Just remove that comment. Don't send broken patches.
pw-bot: cr
^ permalink raw reply
* Re: [RFC PATCH] bpf: cpumap: report queue_index to xdp_rxq_info
From: bot+bpf-ci @ 2026-04-11 18:30 UTC (permalink / raw)
To: azpijr, bpf
Cc: madalin.bucur, andrew+netdev, davem, edumazet, kuba, pabeni, ast,
daniel, hawk, john.fastabend, sdf, horms, andrii, martin.lau,
eddyz87, memxor, song, yonghong.song, jolsa, netdev, linux-kernel,
ast, andrii, daniel, martin.lau, eddyz87, yonghong.song, clm,
ihor.solodrai
In-Reply-To: <20260411175134.771552-1-azpijr@gmail.com>
[-- Attachment #1: Type: text/plain, Size: 2007 bytes --]

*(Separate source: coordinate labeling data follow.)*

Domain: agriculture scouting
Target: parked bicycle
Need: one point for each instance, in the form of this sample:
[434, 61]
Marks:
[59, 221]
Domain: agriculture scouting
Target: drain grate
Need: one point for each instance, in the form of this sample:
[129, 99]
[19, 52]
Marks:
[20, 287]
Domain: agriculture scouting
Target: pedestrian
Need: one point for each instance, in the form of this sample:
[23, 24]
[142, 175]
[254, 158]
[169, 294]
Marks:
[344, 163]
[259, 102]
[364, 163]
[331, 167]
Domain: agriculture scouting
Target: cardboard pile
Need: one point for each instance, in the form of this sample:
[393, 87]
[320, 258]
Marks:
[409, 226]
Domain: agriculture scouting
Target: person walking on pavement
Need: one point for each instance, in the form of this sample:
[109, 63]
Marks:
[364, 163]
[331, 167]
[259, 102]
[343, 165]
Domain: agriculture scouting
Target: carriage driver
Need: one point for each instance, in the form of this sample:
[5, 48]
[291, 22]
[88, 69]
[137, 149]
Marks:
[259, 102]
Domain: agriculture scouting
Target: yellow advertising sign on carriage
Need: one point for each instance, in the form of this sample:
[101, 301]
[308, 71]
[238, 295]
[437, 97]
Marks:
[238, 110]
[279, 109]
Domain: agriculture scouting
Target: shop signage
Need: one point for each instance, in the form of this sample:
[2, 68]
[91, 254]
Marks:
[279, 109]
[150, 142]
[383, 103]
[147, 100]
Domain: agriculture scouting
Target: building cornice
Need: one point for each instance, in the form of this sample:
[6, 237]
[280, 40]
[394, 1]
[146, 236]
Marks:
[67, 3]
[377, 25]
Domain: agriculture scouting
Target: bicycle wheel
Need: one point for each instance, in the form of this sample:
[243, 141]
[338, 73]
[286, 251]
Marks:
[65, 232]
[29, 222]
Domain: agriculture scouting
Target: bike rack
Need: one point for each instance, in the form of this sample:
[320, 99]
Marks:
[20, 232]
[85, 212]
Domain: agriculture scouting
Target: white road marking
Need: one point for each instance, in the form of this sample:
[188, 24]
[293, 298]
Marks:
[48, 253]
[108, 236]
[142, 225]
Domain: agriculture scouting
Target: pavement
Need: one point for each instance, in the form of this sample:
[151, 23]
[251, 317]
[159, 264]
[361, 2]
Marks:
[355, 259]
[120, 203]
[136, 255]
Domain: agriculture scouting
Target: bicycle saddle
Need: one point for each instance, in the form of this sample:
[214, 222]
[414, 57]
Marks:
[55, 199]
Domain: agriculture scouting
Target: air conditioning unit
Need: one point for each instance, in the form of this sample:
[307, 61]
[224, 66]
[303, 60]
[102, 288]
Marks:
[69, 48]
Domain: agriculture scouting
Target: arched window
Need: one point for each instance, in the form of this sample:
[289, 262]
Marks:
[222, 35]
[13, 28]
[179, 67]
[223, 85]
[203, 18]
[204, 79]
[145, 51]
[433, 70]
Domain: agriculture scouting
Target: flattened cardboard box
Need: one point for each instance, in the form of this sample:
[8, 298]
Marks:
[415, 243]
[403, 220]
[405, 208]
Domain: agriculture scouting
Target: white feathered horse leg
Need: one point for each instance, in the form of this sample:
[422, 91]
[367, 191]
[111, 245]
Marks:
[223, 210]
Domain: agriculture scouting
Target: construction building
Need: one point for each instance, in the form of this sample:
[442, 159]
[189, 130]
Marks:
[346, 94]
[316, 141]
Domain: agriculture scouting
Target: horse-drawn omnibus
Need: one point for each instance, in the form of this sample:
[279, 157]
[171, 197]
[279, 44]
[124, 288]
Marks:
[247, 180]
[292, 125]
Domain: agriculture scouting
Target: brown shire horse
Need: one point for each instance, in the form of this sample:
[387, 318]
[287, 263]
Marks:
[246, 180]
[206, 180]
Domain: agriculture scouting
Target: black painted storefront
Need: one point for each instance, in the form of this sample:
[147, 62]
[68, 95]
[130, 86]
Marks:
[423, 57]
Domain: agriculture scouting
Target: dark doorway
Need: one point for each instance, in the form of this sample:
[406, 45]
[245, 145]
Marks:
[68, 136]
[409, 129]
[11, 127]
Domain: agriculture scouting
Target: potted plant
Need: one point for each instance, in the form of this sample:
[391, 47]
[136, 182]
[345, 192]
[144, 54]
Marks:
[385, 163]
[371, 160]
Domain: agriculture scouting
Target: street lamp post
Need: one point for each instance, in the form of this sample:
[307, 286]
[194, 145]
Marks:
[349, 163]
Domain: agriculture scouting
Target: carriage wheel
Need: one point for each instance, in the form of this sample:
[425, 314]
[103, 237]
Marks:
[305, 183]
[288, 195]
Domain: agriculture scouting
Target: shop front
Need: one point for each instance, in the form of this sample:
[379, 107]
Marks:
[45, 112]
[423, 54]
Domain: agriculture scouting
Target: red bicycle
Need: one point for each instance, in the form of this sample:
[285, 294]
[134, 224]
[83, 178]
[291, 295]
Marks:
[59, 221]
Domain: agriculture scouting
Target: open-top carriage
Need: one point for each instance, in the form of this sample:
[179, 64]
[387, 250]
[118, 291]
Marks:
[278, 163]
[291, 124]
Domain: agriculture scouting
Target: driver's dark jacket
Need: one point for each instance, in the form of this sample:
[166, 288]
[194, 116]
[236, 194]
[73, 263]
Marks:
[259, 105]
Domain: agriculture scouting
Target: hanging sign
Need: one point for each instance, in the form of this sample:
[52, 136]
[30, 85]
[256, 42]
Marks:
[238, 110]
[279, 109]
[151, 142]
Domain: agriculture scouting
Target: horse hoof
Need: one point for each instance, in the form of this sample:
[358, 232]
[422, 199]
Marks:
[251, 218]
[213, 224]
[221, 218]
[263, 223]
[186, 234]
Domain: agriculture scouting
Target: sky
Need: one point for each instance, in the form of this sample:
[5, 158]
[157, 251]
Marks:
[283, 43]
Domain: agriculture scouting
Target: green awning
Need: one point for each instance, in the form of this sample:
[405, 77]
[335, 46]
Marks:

> diff --git a/include/net/xdp.h b/include/net/xdp.h
> --- a/include/net/xdp.h
> +++ b/include/net/xdp.h
> @@ -297,10 +297,11 @@ struct xdp_frame {
> u32 headroom;
> u32 metasize; /* uses lower 8-bits */
> /* Lifetime of xdp_rxq_info is limited to NAPI/enqueue time,
> - * while mem_type is valid on remote CPU.
> + * while mem_type and queue_index are valid on remote CPU.
> */
> enum xdp_mem_type mem_type:32;
> struct net_device *dev_rx; /* used by cpumap */
> + u32 queue_index; /* used by cpumap */
> u32 frame_sz;
> u32 flags; /* supported values defined in xdp_buff_flags */
> };
Is the updated comment accurate for all paths?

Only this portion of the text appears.